She holds up "one of his old phones that he let me have," trying to display a picture of Keontrell from the phone. Oops, it's not Keontrell. It's ANOTHER dead person. Oops.
His death, she said, is a "big wake up call" and she's, "just, like, damn."
It is, she says, really f***** up right now but, of course, "we've got to hold it down for him." What this means, precisely, I am not sure but I think a lack of preciseness may be part of the point of these urban expressions, are you feeling me?
We smoked together, she says. We did some illegal doobs, together, she says, BUT THAT DOES NOT DEFINE HIM. And, since his death, she has not been to school. She has not been OUTSIDE except to go and identify the body. She has just been "in the f****** dark ass house." She is, she says, praying and hoping "nobody brings that negative s*** to his funeral."
"No f****** fight, no f****** guns," she hopes aloud. Because, she says, that has happened in the past. Guns at a funeral.

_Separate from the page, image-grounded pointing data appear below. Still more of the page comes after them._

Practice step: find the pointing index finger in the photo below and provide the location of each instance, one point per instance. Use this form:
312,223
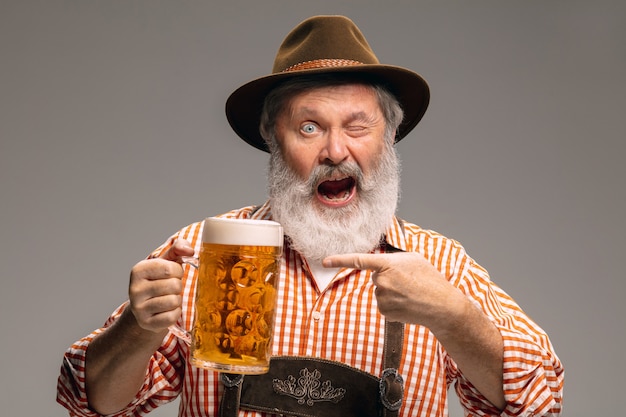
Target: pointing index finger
355,260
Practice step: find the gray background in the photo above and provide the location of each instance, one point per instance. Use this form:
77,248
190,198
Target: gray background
113,136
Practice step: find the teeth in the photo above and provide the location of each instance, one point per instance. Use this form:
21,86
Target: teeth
337,197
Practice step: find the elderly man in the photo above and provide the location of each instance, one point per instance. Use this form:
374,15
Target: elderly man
360,290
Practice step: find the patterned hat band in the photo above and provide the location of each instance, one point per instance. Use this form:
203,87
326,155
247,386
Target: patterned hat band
322,63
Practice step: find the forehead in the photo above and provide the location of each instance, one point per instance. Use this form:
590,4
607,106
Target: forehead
343,95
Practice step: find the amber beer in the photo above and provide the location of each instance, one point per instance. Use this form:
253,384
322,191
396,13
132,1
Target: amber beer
236,295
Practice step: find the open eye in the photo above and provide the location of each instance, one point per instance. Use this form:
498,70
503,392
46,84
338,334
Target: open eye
309,128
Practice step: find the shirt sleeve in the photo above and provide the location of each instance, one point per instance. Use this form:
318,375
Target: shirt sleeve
161,385
532,372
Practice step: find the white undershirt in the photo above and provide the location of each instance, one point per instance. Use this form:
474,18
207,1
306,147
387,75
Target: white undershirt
321,275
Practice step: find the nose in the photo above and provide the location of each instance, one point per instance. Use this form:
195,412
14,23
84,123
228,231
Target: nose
335,149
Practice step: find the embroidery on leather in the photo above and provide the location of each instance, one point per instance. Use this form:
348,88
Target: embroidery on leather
308,388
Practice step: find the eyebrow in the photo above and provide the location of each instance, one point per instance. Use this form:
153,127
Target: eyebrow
357,115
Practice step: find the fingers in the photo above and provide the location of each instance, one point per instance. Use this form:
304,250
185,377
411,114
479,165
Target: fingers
179,249
372,262
155,287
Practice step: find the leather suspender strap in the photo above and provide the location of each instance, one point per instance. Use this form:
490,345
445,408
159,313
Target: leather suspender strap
229,406
391,382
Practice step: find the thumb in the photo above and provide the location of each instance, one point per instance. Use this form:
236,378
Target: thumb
180,249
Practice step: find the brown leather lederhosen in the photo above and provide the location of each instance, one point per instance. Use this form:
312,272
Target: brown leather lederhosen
314,387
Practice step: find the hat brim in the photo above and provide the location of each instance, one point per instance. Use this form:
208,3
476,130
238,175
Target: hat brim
244,106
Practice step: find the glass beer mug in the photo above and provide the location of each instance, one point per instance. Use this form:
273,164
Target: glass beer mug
238,270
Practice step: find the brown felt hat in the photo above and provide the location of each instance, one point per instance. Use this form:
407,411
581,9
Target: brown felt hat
325,45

She makes a throwaway remark about the music she's listening to, and then "that's all, bye Youtube."
She makes a follow up video telling Keontrell, "You can rest in peace" because the murderer had been arrested. The whole video is addressed to Keontrell, it appears, and covers some interpersonal territory in a vague way. Contains little content about his death.
In the tribute video above, the creator of the video pledges that everything, every "dolla" is for for Keontrell, referred to as KeeStar. There are a lot of pictures of Keontrell in the video, including, incredibly, photos of somebody grasping his tatted up arm in a funeral casket. (This is visible at 5:06) Small children are shown at 5:19 making gang signs.

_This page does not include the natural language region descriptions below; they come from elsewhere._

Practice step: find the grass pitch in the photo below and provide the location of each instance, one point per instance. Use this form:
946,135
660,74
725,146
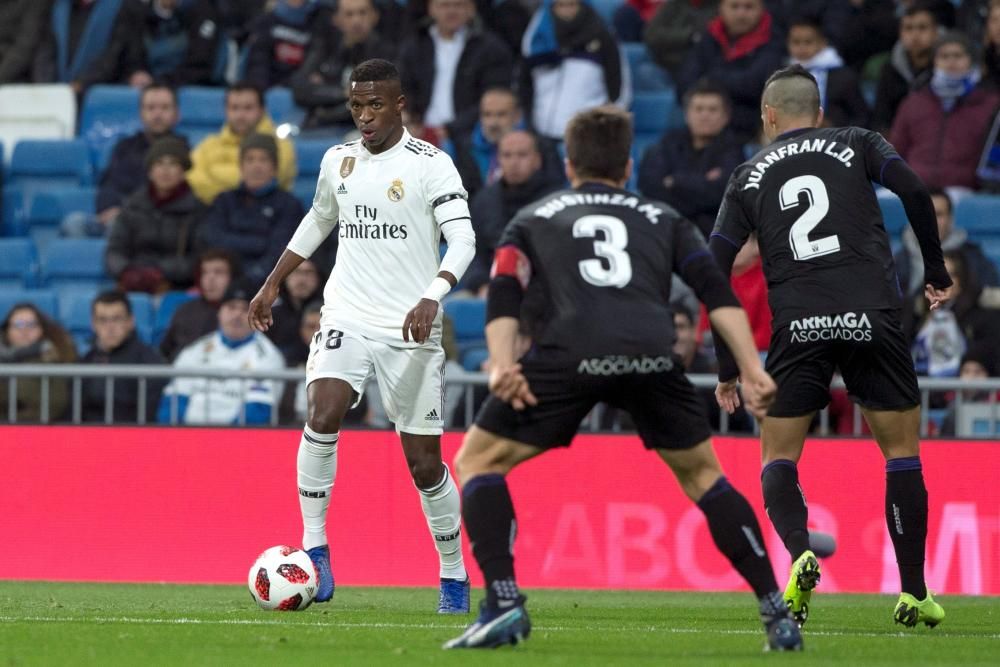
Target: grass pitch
95,624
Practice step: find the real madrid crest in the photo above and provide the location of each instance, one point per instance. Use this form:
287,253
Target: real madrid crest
395,192
346,167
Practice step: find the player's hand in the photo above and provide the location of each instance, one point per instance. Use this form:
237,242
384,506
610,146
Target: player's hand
419,321
260,308
937,297
759,390
510,386
727,395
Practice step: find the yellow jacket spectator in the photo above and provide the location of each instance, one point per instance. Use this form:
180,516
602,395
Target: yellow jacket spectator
216,160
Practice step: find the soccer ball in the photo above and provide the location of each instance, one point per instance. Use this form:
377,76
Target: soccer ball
283,579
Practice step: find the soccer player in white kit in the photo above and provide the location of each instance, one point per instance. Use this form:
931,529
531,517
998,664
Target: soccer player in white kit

Ah, the NEXT next generation.
This is not ALL the tribute videos to Keontrell Govan. There are more. With every killing on the streets of North Minneapolis, these online tribute videos pop up. The balloons, the flowers, the teddy bears pop up affixed to trees near the random spot where death occurred. The "RIP" shirts appear on the chests of young men who may soon be resting in peace, themselves.
Are these violent deaths not being ROMANTICIZED in this manner?
And is this romanticization of violent death not feeding into the cycle of urban violence?